Medical students returning from their global health trips often discuss about their experiences including patient information, health condition, photos, and test results that are supposedly shared only with the patient’s family members. This encompasses a significant risk for the patient in terms unreasonable exploitation of their medical condition and an apparent violation of professional ethical standard (IFMSA 1). This is just one of the concerns that arises in international global health experiences that make skeptics to question whether it does more harm than good.
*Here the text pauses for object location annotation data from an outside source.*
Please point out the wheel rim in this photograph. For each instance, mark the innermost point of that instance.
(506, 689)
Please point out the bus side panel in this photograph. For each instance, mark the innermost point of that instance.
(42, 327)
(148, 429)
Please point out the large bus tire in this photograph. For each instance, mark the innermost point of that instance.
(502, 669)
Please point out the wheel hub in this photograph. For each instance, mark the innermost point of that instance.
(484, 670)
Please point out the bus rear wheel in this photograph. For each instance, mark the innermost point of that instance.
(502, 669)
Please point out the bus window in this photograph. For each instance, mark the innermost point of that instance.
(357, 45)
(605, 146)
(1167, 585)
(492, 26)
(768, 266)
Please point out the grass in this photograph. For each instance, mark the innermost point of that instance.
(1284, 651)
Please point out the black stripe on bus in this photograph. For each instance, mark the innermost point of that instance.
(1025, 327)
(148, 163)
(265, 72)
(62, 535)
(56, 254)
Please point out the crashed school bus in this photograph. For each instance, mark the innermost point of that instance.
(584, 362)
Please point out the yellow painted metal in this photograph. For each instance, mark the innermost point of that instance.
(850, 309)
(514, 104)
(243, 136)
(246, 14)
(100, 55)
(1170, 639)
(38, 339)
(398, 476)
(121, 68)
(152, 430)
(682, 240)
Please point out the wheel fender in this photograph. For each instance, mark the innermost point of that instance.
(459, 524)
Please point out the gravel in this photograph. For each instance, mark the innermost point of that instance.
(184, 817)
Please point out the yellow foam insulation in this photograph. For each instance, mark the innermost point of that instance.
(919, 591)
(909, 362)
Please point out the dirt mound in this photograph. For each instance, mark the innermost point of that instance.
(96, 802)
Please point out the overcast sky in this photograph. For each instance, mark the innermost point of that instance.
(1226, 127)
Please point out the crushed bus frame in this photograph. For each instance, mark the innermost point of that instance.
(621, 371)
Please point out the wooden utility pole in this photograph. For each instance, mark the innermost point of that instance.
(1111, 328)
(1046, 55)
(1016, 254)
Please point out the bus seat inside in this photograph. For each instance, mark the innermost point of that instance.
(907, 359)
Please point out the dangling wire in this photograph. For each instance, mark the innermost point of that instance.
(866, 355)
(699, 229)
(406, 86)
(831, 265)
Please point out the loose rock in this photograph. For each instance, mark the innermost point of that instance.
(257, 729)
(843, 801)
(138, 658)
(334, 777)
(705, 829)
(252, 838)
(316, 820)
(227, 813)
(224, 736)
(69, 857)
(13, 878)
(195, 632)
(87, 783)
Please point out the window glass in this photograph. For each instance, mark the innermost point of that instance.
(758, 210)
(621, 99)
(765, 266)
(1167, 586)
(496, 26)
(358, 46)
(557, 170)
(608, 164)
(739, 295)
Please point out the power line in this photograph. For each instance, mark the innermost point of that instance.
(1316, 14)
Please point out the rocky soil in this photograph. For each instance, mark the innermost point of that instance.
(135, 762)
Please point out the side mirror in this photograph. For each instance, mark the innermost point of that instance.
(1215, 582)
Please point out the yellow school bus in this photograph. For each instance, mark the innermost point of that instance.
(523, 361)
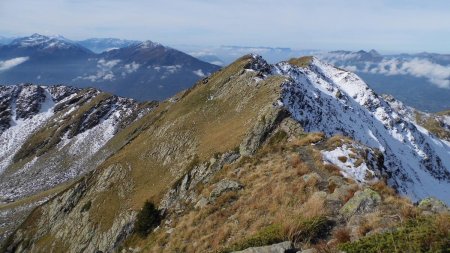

A month before summertime kicks in, university bulletin boards are crowded with posters inviting forward-looking students to spend their vacation volunteering in international services instead of soaking under a hot sun and sand. Global health experience became common in 2012 according to the survey of Canadian and American medical students where nearly 30% of senior college students participated in different international volunteer initiatives (Kraeker and Chandler). The idea of global health experience is to constitute self-advancement on the part of the students because it provides them a real life taste of what their profession is about to offer. However, there is an apparent notion of exploitation in the idea of global health (Shah and Wu). For one, volunteer services are being held in most vulnerable and depressed regions of the globe. This includes poor areas in third world countries (Shah and Wu). It is almost that vulnerable societies and individuals are being used as mere stepping-stone for personal advancement instead of rendering services for the sake of humanitarian terms.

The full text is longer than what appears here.